There’s more good news. The $2.6 trillion is a theoretical calculation for U.S. dollar-based investors who track the global index without a currency hedge. Most of the loss came from an appreciation in the dollar against the currencies of the non-U.S. bonds in the index. Since the August peak of the index, the dollar is up almost 8% versus the euro and 6% versus a basket of currencies weighted by share of the index. Investors who hold hedged versions of the index, or non-U.S. investors, lost about 5%, rather than the 11% of unhedged dollar-based investors.

Think about what it means for a U.S. investor who holds unhedged foreign bonds if the dollar strengthens. A stronger dollar means the investor’s dollar-based wage and other investment income buys more on global markets. It also reduces expectations of future inflation, because a stronger dollar means cheaper imports, which puts downward price pressure on domestic producers as well. That makes all dollars, and all dollar-based nominal investments, more valuable in terms of purchasing power.

Against those gains, the investor will lose because the income from foreign bonds — unchanged in nominal terms — will buy fewer dollars. However, unless a dollar-based investor has a massively unbalanced portfolio tilted toward unhedged foreign bonds, the gains from a stronger dollar are likely larger than the losses. So, the investors suffering the full 11% nominal loss from the index decline are likely better off overall as a result.
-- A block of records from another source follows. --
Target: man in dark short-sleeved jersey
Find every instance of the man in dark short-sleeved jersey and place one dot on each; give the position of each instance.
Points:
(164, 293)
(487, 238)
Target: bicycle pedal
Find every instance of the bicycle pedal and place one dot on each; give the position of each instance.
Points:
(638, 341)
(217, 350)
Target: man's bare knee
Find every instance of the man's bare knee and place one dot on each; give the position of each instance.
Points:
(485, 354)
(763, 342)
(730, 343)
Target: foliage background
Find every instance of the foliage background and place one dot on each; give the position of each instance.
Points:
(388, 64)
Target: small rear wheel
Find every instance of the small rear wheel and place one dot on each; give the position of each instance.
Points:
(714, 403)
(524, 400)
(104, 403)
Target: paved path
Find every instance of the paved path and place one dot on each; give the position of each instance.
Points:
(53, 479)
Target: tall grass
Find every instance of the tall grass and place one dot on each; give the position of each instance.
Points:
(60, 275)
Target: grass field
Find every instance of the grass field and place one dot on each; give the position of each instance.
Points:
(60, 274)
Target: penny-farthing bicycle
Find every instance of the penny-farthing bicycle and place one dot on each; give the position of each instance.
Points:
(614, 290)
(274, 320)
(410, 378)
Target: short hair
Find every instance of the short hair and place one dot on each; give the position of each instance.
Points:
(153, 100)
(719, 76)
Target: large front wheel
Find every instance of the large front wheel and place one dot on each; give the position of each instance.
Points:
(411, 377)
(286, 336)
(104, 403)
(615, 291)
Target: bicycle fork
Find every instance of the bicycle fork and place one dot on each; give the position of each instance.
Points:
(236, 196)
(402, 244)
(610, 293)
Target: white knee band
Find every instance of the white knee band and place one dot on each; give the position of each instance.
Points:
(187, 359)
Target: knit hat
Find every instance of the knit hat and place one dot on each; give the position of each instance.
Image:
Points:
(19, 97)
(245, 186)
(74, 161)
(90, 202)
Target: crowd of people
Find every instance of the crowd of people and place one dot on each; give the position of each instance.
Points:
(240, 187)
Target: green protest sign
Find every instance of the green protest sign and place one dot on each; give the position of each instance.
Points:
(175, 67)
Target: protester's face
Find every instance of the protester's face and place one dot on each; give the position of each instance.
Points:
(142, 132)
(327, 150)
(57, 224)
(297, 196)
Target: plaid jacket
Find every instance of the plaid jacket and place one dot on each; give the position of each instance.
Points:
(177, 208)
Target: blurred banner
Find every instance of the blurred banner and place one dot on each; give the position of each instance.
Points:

Finally, we can’t talk about bonds without mentioning inflation. Much of the decline in the Bloomberg Global Aggregate Index was caused by rising yields on U.S. Treasury securities as inflation accelerated. The yield on the seven-year note, for example, rose from 0.95% in August to a recent 2.36%, an increase of 1.41 percentage points. Yields in Europe and other developed economies also increased, but not as much as in the U.S. But the rate on Treasury Inflation-Protected Securities is up only 0.81 percentage point, and that’s a better gauge of the real rate of return investors can expect to earn. Much of the decline in nominal price of bonds is offset by reduced expectations of future inflation.

Of course, that still leaves bond investors with a significant loss in value. But most investors expect —and market indicators such as breakeven rates on bonds corroborate — that the recent and expected future rate increases by the Federal Reserve will bring slow inflation to the long-term benefit of bondholders. There is a nightmare scenario for bonds in which the Fed cannot control inflation, leading to steep price declines in bonds and sharply reduced purchasing power of the income generated by bonds. But this is a feared future loss, not the past loss. And if you fear it, unhedged foreign bonds are an attractive option, as perhaps other countries’ central banks will be more successful than the Fed.

Bondholders as a group should celebrate the $2.6 trillion loss — and wish for more.